Shelley v. Kraemer was a landmark 1948 supreme court case on the equal protections clause in between Plessy and Brown. The case was based on a private contract of purchase where an African-American family purchased a home in St. Louis but was subject to a covenant preventing "people of the Negro or Mongolian Race" from occupying the property. Was Mongolian a stand in for any asian ethnicity, and if so why was that word chosen and how did it come to be?
It comes from outdated racial classification systems that divided humans into large racial groups based on the pseudoscience of craniometry. The original system, developed in the late 18th Century in Germany, divided people into three racial classifications: Caucasoid (white/European), Negroid (black/African), and Mongoloid (Asian/Pacific/Native American). Johann Friedrich Blumenbach further refined this system into five groups: Caucasian, Mongolian, Ethiopian, Malayan, and American. In Blumenbach's system, Mongolian referred more specifically to people of East Asian and Central Asian origin. Blumenbach argued that, while all of these racial groups came from the same starting point (the Caucasian Adam and Eve), the other races had undergone "degeneration" based on their environment and lifestyle that led to their differences from the Caucasian race.
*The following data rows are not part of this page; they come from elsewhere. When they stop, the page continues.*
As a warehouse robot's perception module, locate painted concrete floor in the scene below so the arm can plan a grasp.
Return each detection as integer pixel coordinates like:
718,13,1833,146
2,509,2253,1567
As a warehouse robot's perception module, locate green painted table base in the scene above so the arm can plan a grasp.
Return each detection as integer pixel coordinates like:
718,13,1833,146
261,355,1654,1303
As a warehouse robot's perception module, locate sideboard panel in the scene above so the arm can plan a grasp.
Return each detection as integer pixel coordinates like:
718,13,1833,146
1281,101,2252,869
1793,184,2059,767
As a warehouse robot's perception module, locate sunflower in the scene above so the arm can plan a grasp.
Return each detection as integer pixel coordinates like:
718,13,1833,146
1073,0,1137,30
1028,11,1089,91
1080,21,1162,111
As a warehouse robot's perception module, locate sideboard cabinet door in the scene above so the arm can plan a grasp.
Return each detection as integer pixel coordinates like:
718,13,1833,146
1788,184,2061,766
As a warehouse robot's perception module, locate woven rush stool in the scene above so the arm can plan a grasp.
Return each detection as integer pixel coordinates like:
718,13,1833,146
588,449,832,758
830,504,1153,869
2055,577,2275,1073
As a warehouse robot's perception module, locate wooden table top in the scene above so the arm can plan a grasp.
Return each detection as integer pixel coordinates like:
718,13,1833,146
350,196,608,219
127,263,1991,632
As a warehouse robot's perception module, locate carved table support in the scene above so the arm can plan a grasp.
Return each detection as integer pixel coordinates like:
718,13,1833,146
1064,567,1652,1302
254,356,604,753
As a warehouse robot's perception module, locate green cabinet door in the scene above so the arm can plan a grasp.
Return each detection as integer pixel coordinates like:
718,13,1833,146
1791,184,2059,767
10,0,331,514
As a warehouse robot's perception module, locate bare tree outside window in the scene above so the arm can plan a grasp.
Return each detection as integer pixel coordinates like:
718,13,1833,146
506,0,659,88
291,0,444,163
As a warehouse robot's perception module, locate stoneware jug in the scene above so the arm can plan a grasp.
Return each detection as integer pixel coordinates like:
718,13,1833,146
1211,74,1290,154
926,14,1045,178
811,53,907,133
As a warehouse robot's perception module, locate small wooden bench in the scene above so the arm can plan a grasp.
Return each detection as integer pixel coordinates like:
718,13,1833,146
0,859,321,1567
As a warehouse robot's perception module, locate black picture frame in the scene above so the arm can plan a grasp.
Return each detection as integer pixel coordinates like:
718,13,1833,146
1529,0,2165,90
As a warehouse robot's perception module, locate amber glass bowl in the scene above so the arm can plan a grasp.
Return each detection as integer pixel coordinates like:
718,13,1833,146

Another popular argument at the time, known as polygenism, argued that the different racial groups came from separate evolutionary origins, rather than the differences emerging from the same original race. There were further variations of these two theories proposed during the 19th Century, but the term "Mongolian" or "Mongoloid" was retained in these contexts.
These pseudoscientific classification systems were the starting point of scientific racism, which became prominent in the 19th Century, as well as a key component of white supremacist ideologies, notably the theory of the "Aryan master race", which was developed by Arthur de Gobineau and later adopted by the Nazis. These allegedly "scientific" ideas were presented as empirical evidence to support discriminatory policy around the world, including Jim Crow in the United States, Apartheid in South Africa, and the racial/eugenic policies of Nazi Germany. In the United States, the term "Mongolian" was frequently used in discriminatory measures passed against East Asian immigrants and Alaskan/Pacific Natives in the second half of the 19th Century and the first half of the 20th Century, particularly in the western US. For example, California law once prohibited "Mongoloid" children (as well as black and Native American children) from attending public schools with white children. These terms also popped up in other usages, such as the archaic medical terms "Mongolism" or "Mongolian idiocy" for what's now known as Down Syndrome, because the typical facial features of people with Down Syndrome superficially resembled Blumenbach's descriptions of the alleged craniometric traits of "Mongolian" peoples. This term remained in use until the 1960s, when protests from the Mongolian government (as well as the repudiation of racist pseudoscience in general) led to the removal of the term.